When I write “equally” it could be interpreted as a researched and measured phenomenon. No, we cannot quantitatively describe religious spirituality: was it, historically speaking, more often toxic or was it more often conducive to moral progress, reducing killings, violence, and promoting cooperation instead of fighting? But a claim that it strengthened good behaviors only is a plain falsehood.
If we base spirituality on a grounding of biology, if we connect it with sensitivity, altruism, friendship and co-operation, curiosity, and admiration for beauty, there is a place for spirituality without religion and without a belief in souls, ghosts and spirits.
We are still left with a question: can the spirituality of an atheist be toxic? Many believers think that it is toxic just because it is bereft of faith in God. Those I can only ignore. But let’s remember that atheism as such means only that I treat a God hypothesis as one that is very poorly backed up and with so small a probability that it is not worth bothering with.

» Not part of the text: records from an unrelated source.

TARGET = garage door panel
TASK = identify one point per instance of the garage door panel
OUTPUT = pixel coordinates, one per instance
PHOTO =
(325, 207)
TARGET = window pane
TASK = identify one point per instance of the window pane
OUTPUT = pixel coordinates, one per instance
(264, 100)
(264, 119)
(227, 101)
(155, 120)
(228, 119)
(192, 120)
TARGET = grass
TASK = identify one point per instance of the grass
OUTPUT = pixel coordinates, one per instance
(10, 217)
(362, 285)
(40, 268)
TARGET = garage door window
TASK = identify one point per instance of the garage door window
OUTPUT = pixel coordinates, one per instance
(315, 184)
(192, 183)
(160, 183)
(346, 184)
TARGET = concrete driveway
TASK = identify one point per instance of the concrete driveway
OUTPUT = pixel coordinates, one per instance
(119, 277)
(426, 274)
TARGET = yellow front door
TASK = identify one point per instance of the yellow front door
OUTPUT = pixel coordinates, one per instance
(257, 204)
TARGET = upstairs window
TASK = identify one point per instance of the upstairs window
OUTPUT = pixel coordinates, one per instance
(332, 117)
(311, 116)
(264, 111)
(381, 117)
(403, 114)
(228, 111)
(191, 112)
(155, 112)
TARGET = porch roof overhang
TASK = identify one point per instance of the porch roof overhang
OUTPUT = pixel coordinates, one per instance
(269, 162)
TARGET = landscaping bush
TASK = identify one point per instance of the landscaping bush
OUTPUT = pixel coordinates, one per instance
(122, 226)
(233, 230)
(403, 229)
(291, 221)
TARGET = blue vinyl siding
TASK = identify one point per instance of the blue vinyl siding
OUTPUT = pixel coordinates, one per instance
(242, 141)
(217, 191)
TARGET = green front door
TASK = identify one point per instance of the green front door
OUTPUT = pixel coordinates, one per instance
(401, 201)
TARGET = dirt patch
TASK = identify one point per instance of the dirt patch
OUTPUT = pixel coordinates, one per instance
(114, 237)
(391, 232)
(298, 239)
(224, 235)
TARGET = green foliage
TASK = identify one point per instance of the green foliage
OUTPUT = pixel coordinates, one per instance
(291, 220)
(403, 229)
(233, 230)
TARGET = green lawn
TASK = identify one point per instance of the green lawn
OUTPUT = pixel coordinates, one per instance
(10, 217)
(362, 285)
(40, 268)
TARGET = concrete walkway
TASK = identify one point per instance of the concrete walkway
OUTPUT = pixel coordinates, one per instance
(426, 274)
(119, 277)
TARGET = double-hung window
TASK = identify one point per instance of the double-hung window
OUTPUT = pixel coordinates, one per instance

Here, though, atheism ends and its combination with other ideas, such as rationalism, humanism, and democracy begins, and so it can also appear in conjunction with totalitarian ideas, which can push it towards secular toxic spirituality.
Atheism, contrary to religion, does not insist on its moral superiority. An atheist’s spirituality manages without a soul and without ghosts, it takes advantage of the beauty our mind allows us to discover, but discovering our biological heritage – our tendency both to altruistic and cruel behaviors – we live in fear of having our minds scrambled by spirituality either based on kitschy religious instructions or kitschy little red books with the thoughts of Chairman Mao. We are threatened not only by the temptation of spiritual villainy but also spiritual obtuseness. The toxicity of barbaric spirituality restricts the possibilities of our perception and communication with others.
Atheism does not eliminate those threats, it can merely lessen them.
Notes
[1] Franz de Waal describes this situation in one of his books.